BRCA2 in familial and sporadic breast cancer
The breast cancer susceptibility gene BRCA2 is located on chromosome 13q 12-13. Using breast and ovarian cancers from a BRCA2-linked family, loss of the wild type BRCA2 allele was demonstrated in seven out of eight informative cases (87.5%) indicating that BRCA2 was a recessive oncogene. Analysis of 73 sporadic breast tumours and 12 breast cancer cell lines revealed loss of heterozygosity (LOH) in 22 (30%) of the primary tumours and seven (58%) of the breast cancer cell lines. However, it was not clear from these studies that the target for the observed LOH was the gene BRCA2 or RBl at chromosome 13q14 as the region ofLOH included both genes in all but a single case.
Despite the presence of elevated levels of LOH, several separate mutation screening studies of sporadic breast and ovarian tumours have shown that somatic mutations of BRCA2 in sporadic breast and ovarian cancer are very rare. To investigate the possibility that other mechanisms of BRCA2 allelic inactivation might be operative, the methylation status of a CpG island within the promoter region of BRCA2 was examined in 64 sporadic breast tumours and 18 breast and ovarian cancer cell lines. Three CpG dinucleotides within this island were unmethylated in all the normal tissue samples (lymphocytes) examined. These three CpG dinucleotides remained unmethylated in all the breast tumours examined. Moreover, expression of BRCA2 in breast and ovarian cancer cell lines was not obviously correlated with evidence of loss of heterozygosity. These analyses indicate that methylation of the promoter region of BRCA2 and possibly other mechanisms of transcriptional silencing are unlikely to be a common mechanism of gene inactivation in these tumours.
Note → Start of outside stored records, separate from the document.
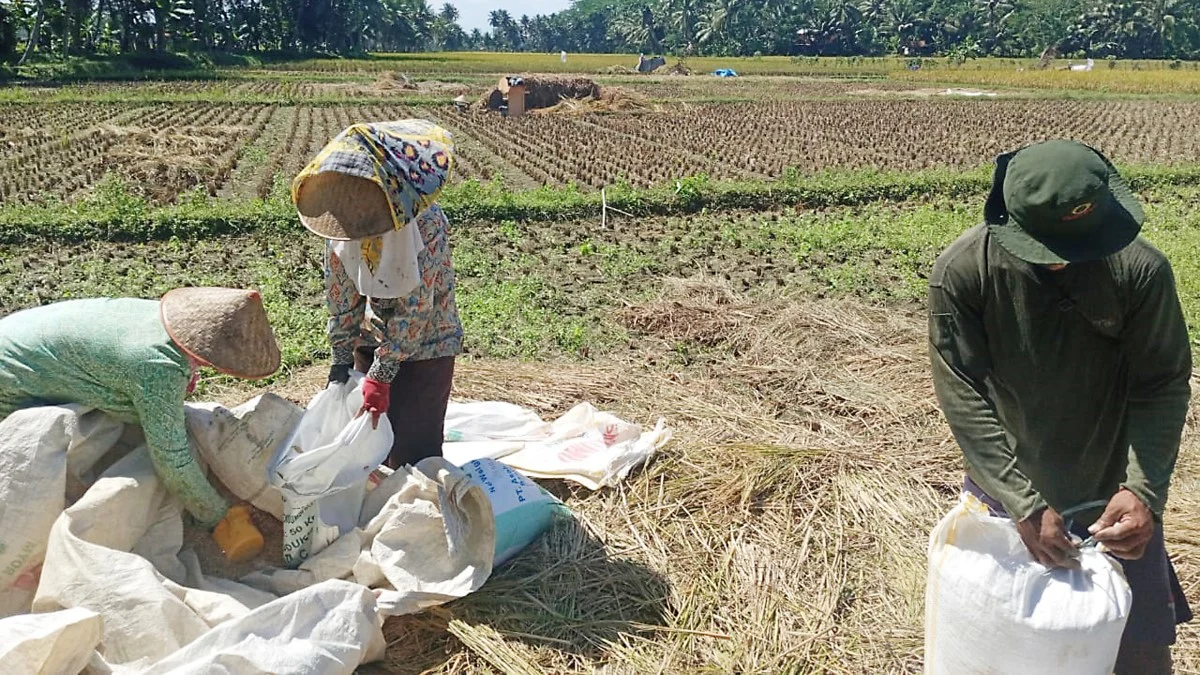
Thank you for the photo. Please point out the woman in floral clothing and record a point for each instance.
(389, 279)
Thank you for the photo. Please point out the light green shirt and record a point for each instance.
(115, 356)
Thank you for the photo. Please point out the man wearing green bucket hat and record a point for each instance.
(1061, 360)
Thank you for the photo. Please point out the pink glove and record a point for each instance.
(376, 396)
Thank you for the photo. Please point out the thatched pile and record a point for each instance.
(611, 100)
(545, 91)
(677, 69)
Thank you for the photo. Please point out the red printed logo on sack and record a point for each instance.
(579, 452)
(610, 434)
(1079, 211)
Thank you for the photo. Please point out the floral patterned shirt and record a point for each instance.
(423, 326)
(113, 354)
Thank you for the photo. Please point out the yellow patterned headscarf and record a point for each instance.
(411, 160)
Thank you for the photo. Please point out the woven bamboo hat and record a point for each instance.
(373, 178)
(226, 328)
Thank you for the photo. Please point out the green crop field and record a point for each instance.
(759, 279)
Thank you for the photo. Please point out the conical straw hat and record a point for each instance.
(373, 178)
(226, 328)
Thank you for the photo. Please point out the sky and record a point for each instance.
(474, 12)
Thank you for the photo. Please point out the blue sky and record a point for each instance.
(474, 12)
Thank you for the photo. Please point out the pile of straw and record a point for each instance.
(783, 530)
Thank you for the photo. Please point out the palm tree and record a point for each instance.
(994, 16)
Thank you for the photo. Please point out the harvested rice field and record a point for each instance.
(754, 272)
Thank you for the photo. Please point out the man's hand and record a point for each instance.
(1045, 536)
(1126, 526)
(376, 399)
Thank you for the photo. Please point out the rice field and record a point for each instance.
(759, 280)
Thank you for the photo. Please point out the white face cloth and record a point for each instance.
(396, 274)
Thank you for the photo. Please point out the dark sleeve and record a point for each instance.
(1156, 345)
(961, 364)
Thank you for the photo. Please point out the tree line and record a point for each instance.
(1128, 29)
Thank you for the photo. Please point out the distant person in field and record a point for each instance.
(137, 360)
(389, 280)
(1061, 359)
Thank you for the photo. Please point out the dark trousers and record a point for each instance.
(417, 406)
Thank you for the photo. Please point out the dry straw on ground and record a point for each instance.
(783, 531)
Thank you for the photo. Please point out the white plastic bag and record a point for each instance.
(55, 641)
(991, 608)
(239, 444)
(42, 451)
(323, 469)
(522, 508)
(589, 447)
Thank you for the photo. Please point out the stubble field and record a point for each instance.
(761, 286)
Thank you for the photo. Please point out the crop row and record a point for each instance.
(244, 150)
(161, 150)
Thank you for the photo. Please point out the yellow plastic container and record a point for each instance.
(237, 535)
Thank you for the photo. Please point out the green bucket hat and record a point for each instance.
(1061, 202)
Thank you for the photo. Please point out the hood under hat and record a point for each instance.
(1061, 202)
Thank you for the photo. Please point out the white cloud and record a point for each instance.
(474, 12)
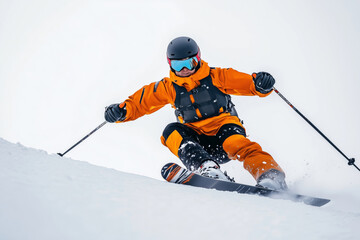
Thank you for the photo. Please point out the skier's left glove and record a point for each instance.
(264, 82)
(115, 112)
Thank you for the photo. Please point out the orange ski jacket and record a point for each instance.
(154, 96)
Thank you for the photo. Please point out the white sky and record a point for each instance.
(62, 62)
To investigate the prevalence of BRCA2 mutations, lymphocyte DNAs from a British, population-based series of 617 breast cancers diagnosed before age 45 were screened for mutations. Mutations were detected in 14 women ( 2.3%, 6/14 43% under age 35 and 8/14 57% age 36-45). This study and a parallel study of BRCA1 demonstrate that BRCA2 and BRCA1 make approximately equal contributions to early onset breast cancer in the UK. Moreover, although BRCA1 and BRCA2 account for breast cancer susceptibility in a substantial proportion of multiple case families, they only account for a small proportion of the overall familial risk conferred by an early onset case. This indicates the existence of other susceptibility genes that are more common but confer lower risks than BRCA1 and BRCA2.